The last is a theme that Crowe knows firsthand. Sure, he was writer for Playboy before he was old enough to buy it, but by the time he was 20, his career was already starting to slip. “I had burned out at a young age, and Rolling Stone was moving me out of the assignments I wanted to do. I was no longer the youngest, prettiest girl on the block. And it scared the shit out of me. I was like, ‘I’m Britney, so why did they give Christina that part?'”

Fast Times made Crowe one of Hollywood’s hottest screenwriters, but another seven years would pass before his directorial debut with Say Anything… (1989), a critics’ darling that forever defined John Cusack as a romantic man-child. Even so, it wasn’t until Jerry Maguire that Crowe reached the highest levels of Hollywood mythography. Not only did the movie contain lines that entered the cultural lingo (“You had me at hello”) but it established Renee Zellweger, won Cuba Gooding, Jr., an Oscar, and found a charming new intimacy in Cruise, who performance bears a striking resemblance to Crowe’s own easy manner.

In person, Crowe’s a big-jawed, all-American enthusiast – funny, affable, endlessly gregarious. Unlike most directors, he never plays the genius – he has freely admitted that he didn’t come up with the line “Show me the money” – but bubbles with pop-culture opinions (“Somebody’s got to reinvent Costner”); tells stories about his director play Billy (with whom he collaborated on the book Conversations with Wilder); and can be wheedled into sheepishly recounting the time in Portland, Oregon, when he lost his innocence to three rock groupies.

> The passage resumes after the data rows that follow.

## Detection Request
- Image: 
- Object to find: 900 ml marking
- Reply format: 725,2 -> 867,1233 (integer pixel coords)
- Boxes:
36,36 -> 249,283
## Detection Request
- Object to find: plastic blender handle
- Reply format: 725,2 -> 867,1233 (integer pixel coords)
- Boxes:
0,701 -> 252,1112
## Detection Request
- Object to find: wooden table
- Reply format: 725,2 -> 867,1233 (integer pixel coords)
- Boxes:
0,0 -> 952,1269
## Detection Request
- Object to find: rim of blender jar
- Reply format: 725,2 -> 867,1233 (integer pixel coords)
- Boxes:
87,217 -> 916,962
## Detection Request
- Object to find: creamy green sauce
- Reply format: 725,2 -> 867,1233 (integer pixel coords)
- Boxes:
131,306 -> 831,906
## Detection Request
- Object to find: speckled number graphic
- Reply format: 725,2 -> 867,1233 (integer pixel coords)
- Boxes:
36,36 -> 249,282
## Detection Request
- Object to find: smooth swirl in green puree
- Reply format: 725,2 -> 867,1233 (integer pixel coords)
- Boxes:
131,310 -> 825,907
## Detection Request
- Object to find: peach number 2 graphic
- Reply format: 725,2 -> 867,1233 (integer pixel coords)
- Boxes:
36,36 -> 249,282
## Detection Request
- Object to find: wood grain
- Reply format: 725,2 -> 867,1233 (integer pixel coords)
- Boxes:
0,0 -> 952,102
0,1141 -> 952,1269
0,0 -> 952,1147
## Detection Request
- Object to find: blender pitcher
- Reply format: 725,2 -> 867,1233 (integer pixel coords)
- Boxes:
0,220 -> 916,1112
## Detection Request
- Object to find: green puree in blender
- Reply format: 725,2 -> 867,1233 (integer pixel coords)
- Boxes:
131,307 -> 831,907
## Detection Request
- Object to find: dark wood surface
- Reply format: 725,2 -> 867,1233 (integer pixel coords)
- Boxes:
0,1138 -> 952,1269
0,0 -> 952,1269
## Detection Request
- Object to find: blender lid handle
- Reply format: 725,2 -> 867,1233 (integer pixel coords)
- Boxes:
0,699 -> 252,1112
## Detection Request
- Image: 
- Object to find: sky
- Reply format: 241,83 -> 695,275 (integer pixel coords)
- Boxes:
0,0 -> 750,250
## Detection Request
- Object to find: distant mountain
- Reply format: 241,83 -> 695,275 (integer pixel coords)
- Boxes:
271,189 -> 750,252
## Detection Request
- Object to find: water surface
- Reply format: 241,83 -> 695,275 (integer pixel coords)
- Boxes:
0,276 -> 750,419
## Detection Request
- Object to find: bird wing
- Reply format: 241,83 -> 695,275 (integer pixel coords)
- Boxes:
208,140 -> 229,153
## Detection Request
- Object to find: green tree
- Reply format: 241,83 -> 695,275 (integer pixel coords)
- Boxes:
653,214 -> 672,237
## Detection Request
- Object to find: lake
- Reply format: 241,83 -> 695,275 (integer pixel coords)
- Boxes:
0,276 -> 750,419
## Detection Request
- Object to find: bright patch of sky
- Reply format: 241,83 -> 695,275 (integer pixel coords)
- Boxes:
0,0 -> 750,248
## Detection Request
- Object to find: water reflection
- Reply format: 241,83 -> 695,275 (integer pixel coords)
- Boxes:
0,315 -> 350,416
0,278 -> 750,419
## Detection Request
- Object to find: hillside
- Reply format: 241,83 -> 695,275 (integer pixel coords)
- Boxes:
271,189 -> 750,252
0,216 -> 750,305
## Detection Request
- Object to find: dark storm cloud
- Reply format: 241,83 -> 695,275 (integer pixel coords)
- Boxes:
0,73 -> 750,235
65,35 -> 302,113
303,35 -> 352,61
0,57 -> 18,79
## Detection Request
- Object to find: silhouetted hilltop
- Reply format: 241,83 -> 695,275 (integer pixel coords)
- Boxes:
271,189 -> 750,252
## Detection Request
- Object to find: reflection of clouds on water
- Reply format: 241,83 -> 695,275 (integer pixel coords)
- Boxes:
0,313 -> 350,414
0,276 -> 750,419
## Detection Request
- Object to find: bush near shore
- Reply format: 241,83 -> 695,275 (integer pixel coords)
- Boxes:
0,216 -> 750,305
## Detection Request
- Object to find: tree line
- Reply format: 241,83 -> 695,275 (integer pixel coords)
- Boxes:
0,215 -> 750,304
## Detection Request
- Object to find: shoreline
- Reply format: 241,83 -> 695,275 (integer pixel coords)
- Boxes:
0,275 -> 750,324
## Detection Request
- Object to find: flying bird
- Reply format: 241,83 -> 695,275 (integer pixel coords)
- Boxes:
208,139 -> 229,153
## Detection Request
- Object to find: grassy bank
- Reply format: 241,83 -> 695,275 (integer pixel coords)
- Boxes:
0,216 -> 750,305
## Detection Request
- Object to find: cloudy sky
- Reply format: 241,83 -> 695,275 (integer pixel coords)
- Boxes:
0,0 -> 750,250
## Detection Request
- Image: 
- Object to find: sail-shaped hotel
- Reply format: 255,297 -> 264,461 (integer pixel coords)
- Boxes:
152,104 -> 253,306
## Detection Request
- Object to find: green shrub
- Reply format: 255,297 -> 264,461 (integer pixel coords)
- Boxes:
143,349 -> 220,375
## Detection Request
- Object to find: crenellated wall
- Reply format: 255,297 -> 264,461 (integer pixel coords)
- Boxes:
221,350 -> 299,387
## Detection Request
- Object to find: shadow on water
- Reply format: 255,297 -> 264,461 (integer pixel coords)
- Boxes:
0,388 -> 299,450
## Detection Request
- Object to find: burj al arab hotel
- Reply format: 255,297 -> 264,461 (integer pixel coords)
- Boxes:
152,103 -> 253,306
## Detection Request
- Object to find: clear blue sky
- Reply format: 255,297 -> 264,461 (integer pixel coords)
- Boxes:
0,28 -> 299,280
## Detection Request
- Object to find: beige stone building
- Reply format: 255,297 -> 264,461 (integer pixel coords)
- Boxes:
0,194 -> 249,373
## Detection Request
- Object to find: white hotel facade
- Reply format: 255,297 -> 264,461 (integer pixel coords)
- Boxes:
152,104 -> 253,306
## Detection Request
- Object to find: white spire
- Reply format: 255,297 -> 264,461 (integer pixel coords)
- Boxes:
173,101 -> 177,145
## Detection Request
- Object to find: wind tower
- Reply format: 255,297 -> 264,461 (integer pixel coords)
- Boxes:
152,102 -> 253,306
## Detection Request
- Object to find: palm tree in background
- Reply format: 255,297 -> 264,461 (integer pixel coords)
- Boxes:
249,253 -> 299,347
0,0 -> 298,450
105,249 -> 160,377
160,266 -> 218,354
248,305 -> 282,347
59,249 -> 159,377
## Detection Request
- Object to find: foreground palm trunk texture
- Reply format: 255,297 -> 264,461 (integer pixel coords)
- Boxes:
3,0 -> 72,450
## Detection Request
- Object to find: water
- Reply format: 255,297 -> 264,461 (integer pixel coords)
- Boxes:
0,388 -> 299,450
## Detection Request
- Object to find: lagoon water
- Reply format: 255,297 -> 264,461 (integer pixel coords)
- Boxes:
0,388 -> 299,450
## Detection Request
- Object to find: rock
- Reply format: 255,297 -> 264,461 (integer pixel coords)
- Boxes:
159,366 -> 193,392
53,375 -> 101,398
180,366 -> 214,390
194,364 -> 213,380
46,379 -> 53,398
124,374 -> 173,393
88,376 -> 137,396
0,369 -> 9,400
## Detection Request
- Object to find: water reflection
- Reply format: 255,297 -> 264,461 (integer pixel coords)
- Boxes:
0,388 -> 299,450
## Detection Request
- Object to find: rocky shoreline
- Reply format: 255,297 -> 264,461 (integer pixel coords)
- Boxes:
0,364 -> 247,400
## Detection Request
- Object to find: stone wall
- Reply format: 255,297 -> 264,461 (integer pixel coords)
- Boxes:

Despite having made a semiautobiographical film, Crowe guards his privacy. He’s not slick, but he is hermetic. In this, he resembles old-school Hollywood filmmakers who never revealed themselves too cheaply. I suspect he’d be delighted to hear this, for he measures his own filmmaking in classic terms.

“I want to do it as well as movies you see late at night sometimes. Not the crappy ones that make you feel like, OK, I can do this. But the ones where you go, ‘I can’t do this. I cannot do this beautiful gossamer thing where the actors are all in tune and everything’s together, and it all looks effortless.’ I can’t do it yet. But I’m trying.”